Una tattica attendista che ha il duplice obiettivo di evitare la politicizzazione della vicenda e di tenere separata la figura del Presidente della Commissione da quella delll’ex premier lussemburghese, aspettando che la tempesta si plachi. Per ora non ha funzionato. L’assenza di Juncker dagli eventi pubblici e la mancanza di dichiarazioni mettono in luce semmai una ritrovata e inaspettata debolezza politica. Il Presidente sembra incapace di reagire. Tutela il suo ruolo istituzionale, ma così facendo sta lasciando un pericoloso vuoto politico e alimentando le speculazioni giornalistiche.

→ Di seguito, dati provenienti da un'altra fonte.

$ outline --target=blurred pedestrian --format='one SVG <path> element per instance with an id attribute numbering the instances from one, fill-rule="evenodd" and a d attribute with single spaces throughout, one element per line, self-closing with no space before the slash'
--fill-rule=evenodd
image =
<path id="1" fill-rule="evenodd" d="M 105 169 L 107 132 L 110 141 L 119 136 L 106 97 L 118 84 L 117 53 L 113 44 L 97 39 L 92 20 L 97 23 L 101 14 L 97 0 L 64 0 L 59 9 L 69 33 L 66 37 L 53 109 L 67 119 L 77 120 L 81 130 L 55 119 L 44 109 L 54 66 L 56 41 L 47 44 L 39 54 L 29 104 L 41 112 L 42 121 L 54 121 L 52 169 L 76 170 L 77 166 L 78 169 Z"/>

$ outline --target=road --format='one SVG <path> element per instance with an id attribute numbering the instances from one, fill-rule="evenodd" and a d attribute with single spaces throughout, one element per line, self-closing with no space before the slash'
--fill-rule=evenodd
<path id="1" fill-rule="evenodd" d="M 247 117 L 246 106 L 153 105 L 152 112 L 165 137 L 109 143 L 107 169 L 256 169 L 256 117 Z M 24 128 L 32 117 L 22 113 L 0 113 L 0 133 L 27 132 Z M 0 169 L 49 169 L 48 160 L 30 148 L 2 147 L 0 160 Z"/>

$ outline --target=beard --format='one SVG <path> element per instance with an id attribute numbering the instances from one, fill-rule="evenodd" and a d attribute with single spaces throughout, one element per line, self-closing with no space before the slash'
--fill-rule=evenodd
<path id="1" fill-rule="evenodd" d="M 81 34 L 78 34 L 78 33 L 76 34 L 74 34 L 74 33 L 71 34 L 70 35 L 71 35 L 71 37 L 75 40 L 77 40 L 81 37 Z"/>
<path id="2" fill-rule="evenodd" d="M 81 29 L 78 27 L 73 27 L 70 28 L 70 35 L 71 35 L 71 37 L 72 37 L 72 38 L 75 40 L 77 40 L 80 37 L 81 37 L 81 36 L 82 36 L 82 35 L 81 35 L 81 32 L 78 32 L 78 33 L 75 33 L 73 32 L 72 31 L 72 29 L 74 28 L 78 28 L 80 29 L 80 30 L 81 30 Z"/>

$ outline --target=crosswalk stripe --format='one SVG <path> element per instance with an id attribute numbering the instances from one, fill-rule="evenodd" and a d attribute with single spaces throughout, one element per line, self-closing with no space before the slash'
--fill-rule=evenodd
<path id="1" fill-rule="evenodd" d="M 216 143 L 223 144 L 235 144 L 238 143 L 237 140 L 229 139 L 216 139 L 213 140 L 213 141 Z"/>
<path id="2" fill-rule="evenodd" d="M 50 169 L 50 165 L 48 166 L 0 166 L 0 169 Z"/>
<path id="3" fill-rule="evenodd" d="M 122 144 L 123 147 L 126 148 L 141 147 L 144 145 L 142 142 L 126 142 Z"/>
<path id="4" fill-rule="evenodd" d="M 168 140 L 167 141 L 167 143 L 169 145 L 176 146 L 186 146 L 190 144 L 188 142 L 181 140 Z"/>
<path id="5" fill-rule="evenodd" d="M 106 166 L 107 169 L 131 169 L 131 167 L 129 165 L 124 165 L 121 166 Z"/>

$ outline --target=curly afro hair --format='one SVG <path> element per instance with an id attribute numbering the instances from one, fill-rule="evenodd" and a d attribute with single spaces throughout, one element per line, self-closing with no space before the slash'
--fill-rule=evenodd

Il Parlamento Europeo ha già chiesto chiarimenti. L’ALDE, azionista di minoranza della grande coalizione che sostiene la Commissione, ha chiesto che il Presidente si presenti di fronte agli eurodeputati, per spiegare il suo coinvolgimento nella vicenda. Per ora a Berlaymont si temporeggia, ma un passaggio a Strasburgo è ritenuto pericoloso perché esporrebbe Juncker a un giudizo politico che, ecco il vero timore, qualche governo nazionale potrebbe sfruttare per stroncare sin d’ora le ambizioni politiche della Commissione.

Cosa succederebbe se David Cameron, ostile al “federalista” Juncker, mettesse in dubbio la sua integrità e quindi il suo diritto di decidere per il Regno Unito? E se la Commissione varasse procedure contro le leggi di bilancio di Paesi come Italia e Francia? Cosa potrebbe dire Matteo Renzi di una Commissione guidata da un uomo che per tre lustri ha favorito l’elusione fiscale internazionale? A Bruxelles e nelle cancellerie iniziano a circolare queste e altre domande.

Gli scontri a distanza con Cameron e Renzi sono vecchi di pochi giorni. Juncker ha promesso di “difendere la sua istituzione” contro ogni attacco ingiusto e di “non temere alcun primo ministro” perché la Commissione ha la stessa dignità e legittimità dei governi. Juncker ha ragione, ma il suo passato rischia di togliergli a una settimana dall’insediamento la serenità necessaria a guidare una Commissione indipendente.

Se non vuole vivere sotto il tacito ricatto degli Stati membri, Juncker deve reagire il prima possibile, colmando un vuoto politico che i governi nazionali più ostili a Bruxelles potrebbero sfruttrare a proprio vantaggio. Scenda in sala stampa e spieghi in che modo intende lasciarsi alle spalle il suo passato. Presenti le proposte della sua Commissione per sanare la concorrenza fiscale interna all’Unione. Rilanci iniziative politiche sui temi della giustizia fiscale e della lotta all’evasione. L’alternativa è il ridimensionamento politico della sua Commissione. Oppure l’eventualità – che alcuni cominciano a ipotizzare – di clamorose dimissioni che trascinerebbero l’UE nel caos politico e istituzionale.